Business News of Saturday, 24 November 2018
A Senior Lecturer of the University of Ghana, Professor Godfred Bokpin, has urged the government to reconsider tax exemptions being given to businesses, including those in the Free Zones enclave, as the practice is costing the economy more than $2 billion annually.
According to him, the high volumes of exemptions alone could reduce Ghana’s borrowing and its subsequent debt servicing.
Delivering his inaugural lecture as a fellow of IMANI Africa, a policy think tank, in Accra yesterday, Prof. Bokpin said the exemptions over the years had been subject to abuse that did not benefit the public purse.
His lecture was on how the 2019 budget would address sustainability concerns after the IMF programme.
The deficit figures
Providing data to back his suggestion, the economist said in 2011, tax exemptions cost the nation $ 2.4 billion, representing 6.13 per cent of the country’s gross domestic product (GDP).
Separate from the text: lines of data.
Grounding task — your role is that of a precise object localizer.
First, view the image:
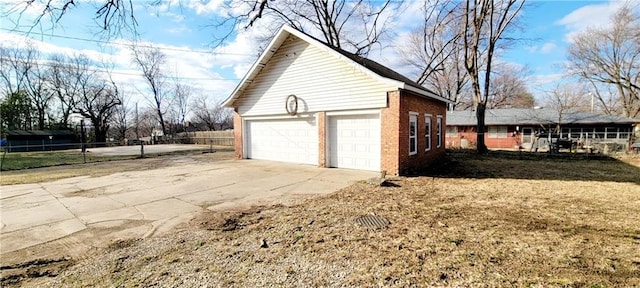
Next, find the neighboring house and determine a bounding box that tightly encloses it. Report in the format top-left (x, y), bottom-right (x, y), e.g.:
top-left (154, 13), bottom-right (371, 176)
top-left (446, 108), bottom-right (640, 149)
top-left (223, 26), bottom-right (448, 174)
top-left (4, 130), bottom-right (77, 152)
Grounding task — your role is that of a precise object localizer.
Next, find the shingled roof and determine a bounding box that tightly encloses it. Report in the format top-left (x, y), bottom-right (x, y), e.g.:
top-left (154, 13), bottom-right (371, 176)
top-left (447, 108), bottom-right (640, 126)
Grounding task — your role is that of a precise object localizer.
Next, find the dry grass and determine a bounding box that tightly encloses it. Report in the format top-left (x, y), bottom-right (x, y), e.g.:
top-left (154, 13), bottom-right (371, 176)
top-left (5, 153), bottom-right (640, 287)
top-left (0, 149), bottom-right (233, 185)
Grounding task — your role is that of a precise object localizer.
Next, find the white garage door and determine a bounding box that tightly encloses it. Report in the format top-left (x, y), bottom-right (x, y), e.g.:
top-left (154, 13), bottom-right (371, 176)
top-left (329, 114), bottom-right (380, 171)
top-left (246, 118), bottom-right (318, 165)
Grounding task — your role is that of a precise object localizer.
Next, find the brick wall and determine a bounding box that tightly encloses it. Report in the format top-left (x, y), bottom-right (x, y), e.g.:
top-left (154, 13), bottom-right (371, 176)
top-left (317, 111), bottom-right (327, 168)
top-left (381, 90), bottom-right (446, 175)
top-left (446, 126), bottom-right (521, 149)
top-left (380, 91), bottom-right (400, 175)
top-left (398, 91), bottom-right (447, 174)
top-left (233, 111), bottom-right (243, 159)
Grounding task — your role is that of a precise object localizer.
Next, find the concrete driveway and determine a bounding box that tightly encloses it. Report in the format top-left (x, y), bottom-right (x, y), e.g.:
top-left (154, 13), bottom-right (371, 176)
top-left (0, 160), bottom-right (376, 262)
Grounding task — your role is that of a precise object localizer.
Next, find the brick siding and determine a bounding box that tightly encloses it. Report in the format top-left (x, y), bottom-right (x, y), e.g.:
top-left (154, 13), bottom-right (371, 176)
top-left (233, 111), bottom-right (244, 159)
top-left (317, 111), bottom-right (327, 168)
top-left (446, 126), bottom-right (521, 149)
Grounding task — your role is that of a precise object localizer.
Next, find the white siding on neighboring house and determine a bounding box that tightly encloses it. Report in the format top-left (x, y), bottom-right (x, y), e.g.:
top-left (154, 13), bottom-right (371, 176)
top-left (236, 35), bottom-right (397, 116)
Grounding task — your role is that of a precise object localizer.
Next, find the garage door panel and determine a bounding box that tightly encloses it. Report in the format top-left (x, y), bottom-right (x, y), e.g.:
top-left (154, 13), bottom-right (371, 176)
top-left (246, 118), bottom-right (318, 164)
top-left (328, 114), bottom-right (380, 171)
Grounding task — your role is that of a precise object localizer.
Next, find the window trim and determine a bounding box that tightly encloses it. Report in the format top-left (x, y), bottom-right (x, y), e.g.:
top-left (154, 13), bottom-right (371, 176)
top-left (409, 112), bottom-right (418, 156)
top-left (436, 115), bottom-right (442, 148)
top-left (424, 114), bottom-right (432, 151)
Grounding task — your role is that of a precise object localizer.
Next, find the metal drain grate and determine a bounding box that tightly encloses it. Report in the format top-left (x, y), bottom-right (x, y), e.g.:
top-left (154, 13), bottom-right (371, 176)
top-left (356, 215), bottom-right (391, 228)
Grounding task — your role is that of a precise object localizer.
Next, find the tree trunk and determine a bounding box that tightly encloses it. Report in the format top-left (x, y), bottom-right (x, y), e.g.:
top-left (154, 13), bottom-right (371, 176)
top-left (476, 102), bottom-right (488, 154)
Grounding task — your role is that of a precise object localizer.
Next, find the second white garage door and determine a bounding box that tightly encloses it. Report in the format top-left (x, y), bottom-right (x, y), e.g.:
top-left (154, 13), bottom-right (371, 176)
top-left (245, 118), bottom-right (319, 165)
top-left (328, 114), bottom-right (380, 171)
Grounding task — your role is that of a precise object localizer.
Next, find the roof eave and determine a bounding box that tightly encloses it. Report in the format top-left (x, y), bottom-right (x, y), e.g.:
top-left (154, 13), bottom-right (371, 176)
top-left (221, 26), bottom-right (291, 108)
top-left (398, 82), bottom-right (454, 104)
top-left (221, 25), bottom-right (453, 108)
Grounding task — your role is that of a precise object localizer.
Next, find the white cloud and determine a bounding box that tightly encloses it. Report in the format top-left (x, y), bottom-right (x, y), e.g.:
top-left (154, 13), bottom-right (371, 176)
top-left (556, 0), bottom-right (625, 42)
top-left (186, 0), bottom-right (224, 15)
top-left (540, 42), bottom-right (556, 54)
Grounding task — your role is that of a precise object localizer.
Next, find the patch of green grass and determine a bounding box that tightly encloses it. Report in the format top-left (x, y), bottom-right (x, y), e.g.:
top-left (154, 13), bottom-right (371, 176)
top-left (2, 151), bottom-right (136, 171)
top-left (0, 149), bottom-right (218, 171)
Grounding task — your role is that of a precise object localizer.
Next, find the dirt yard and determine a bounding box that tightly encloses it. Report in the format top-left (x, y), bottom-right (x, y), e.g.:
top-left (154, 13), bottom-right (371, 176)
top-left (1, 152), bottom-right (640, 287)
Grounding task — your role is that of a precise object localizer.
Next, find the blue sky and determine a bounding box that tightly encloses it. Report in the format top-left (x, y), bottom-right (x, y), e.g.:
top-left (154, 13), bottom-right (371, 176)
top-left (0, 0), bottom-right (623, 102)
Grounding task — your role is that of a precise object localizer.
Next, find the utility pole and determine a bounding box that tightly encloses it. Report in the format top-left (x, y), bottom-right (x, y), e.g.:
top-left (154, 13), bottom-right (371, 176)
top-left (136, 102), bottom-right (140, 140)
In 2013, the amount of tax exemptions jumped to $ 2.5 billion, constituting 5.2 per cent of the GDP, while in the same year, the government issued $750 million Eurobond at eight per cent interest.
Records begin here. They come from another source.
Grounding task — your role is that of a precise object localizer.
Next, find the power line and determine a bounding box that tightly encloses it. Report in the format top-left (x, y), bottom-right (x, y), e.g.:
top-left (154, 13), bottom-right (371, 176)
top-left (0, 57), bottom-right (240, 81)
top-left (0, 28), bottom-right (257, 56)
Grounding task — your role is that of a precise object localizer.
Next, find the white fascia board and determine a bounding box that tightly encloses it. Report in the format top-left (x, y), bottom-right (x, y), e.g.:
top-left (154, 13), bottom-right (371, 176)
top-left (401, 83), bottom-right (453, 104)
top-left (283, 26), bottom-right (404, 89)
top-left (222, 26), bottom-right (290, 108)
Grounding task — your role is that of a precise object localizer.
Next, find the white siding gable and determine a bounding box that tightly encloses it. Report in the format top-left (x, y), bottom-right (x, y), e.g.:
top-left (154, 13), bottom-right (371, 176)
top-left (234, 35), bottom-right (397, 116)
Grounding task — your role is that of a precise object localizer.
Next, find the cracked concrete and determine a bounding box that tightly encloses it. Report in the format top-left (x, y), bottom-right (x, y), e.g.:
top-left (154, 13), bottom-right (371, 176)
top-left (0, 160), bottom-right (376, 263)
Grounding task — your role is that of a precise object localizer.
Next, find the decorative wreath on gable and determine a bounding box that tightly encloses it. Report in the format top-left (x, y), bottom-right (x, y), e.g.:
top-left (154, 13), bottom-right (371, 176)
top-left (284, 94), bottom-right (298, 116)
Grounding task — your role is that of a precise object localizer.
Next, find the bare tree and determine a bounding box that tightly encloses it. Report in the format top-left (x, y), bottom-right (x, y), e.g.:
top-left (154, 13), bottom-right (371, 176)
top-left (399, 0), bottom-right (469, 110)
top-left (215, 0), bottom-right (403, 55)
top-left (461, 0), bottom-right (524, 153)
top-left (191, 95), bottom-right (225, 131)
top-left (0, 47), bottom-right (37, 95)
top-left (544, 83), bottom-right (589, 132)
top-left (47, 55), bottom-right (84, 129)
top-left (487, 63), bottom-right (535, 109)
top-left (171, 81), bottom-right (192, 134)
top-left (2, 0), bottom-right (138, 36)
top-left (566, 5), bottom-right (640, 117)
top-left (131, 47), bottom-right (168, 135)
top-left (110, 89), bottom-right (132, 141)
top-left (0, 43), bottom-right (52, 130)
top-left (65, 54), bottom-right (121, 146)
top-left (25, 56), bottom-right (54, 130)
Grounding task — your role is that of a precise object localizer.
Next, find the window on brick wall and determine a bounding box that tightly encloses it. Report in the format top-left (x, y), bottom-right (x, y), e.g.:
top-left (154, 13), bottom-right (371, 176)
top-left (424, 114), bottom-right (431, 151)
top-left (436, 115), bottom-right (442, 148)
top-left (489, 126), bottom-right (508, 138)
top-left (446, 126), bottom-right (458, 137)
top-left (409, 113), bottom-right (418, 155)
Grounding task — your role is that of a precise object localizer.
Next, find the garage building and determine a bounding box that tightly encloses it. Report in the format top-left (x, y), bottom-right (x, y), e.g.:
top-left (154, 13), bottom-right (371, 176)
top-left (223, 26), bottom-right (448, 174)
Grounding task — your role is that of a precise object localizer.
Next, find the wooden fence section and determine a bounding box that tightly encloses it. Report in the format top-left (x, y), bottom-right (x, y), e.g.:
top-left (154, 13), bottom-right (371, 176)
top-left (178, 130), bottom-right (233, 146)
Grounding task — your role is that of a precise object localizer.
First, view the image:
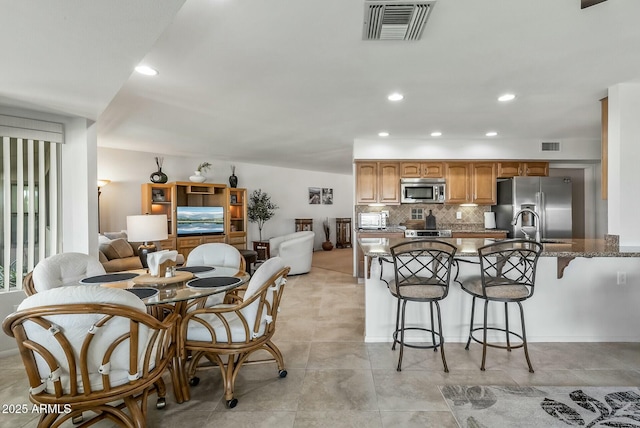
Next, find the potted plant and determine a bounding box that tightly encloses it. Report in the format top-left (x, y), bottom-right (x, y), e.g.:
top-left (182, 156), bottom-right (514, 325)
top-left (189, 162), bottom-right (213, 183)
top-left (322, 218), bottom-right (333, 251)
top-left (247, 189), bottom-right (278, 241)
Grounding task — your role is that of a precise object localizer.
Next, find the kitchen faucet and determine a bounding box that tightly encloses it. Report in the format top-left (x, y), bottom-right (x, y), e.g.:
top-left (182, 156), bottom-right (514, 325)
top-left (511, 208), bottom-right (541, 242)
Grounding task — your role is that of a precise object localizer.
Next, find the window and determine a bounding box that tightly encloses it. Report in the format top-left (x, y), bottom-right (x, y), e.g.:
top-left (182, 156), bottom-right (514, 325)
top-left (0, 115), bottom-right (62, 292)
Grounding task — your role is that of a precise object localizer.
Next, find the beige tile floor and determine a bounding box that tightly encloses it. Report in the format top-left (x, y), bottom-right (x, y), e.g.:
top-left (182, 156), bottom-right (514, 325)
top-left (0, 267), bottom-right (640, 428)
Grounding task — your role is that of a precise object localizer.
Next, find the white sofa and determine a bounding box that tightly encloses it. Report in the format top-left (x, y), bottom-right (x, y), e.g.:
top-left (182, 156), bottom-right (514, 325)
top-left (269, 231), bottom-right (315, 275)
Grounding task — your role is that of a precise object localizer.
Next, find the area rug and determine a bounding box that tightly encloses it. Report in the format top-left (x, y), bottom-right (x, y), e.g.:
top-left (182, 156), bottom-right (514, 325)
top-left (311, 248), bottom-right (353, 275)
top-left (439, 385), bottom-right (640, 428)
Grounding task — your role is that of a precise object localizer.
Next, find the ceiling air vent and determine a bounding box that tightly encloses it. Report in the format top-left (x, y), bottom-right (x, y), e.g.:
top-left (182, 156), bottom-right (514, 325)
top-left (362, 0), bottom-right (436, 40)
top-left (541, 141), bottom-right (560, 152)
In 2014, Ghana lost five per cent of its GDP, amounting to $ 2 billion, due to tax expenditures.
Data from the Ministry of Finance indicates that in 2016, the country lost GH¢4 billion to tax exemptions.
Over the years, successive governments have used tax exemptions presumably to help the country stay in competition for foreign direct investment, incubate new companies into maturity and create jobs.
But with the public purse shrinking by the day because of burdens, including high emoluments and debt servicing, which swallow almost all the country’s tax revenue, Prof. Bokpin said it was time to re-examine the whole idea and design exemptions that met the country’s specific needs as the current system was denying the country much revenue.
The government’s antidote
In November 2017, the Ministry of Finance announced that beginning from January 2018, companies applying for tax exemptions would do so online, as the government planned to roll out a paperless tax exemption system to block the revenue leakages that recurred with the current manual system.
The system would make use of the e-MDA portal on which the investor/company sent an application for tax exemption, along with all supporting documents which would either be accepted or rejected by the MDA.
Exemptions granted by Parliament were to be billed into the system, and when the threshold allowed was exhausted, the system would automatically block any further exemption on the item, thereby saving the country taxes and duties it would have lost through the manual system.
In the 2019 budget, the government projects to spend GH¢73.4 billion in 2019, raise GH¢45.3 billion as revenue, spend GH¢19.4 billion, representing about 26.5 per cent of total expenditure on wages and salaries and GH¢18.7 billion on debt servicing.
Turning his attention to the 2018 budget, Prof. Bokpin observed that the government had a challenge because it did not have the fiscal space to fulfil all that it had promised to do.
He said while the government tax revenue over the years had been going up, wages for public sector workers had also been going up alongside the interest the country paid on its loans.
“Once you are spending so much on debt servicing, it crowds out priority spending. You can imagine what GH¢18 billion will do for us if we were not going to spend that servicing our debts”, he added.
With the government planning to spend GH¢8.5 billion on capital expenditure, Prof. Bokpin said it was impressive that from 2017, government allocation to capital expenditure — infrastructure — was increasing.
“The 2018 budget mirrors reality. The feedback is that the roads are very bad and government must respond.
“ The more than GH¢14 billion deficit in the 2019 budget meant that the government would have no choice but to borrow to meet its obligations
“With all the things the government wants to do, where would the revenue come from? It is borrowing.
“This is the reality so we will borrow. If you look at the total revenue and expenditure, the difference is about GH¢14.5 billion. That alone tells you the borrowing requirements of the government. The government doesn’t need to tell you that it will borrow once you see the deficit; they will borrow because the deficit has to be financed,” he said.
At the presentation of the 2019 Budget, although the Minister of Finance said Ghana would not go back to the IMF for support after the expiry of the fund’s three-year extended credit facility, Prof. Bokpin said the trend pointed to the contrary, as since 1965, the country on the average went to the IMF almost every four years for one financial support or the other.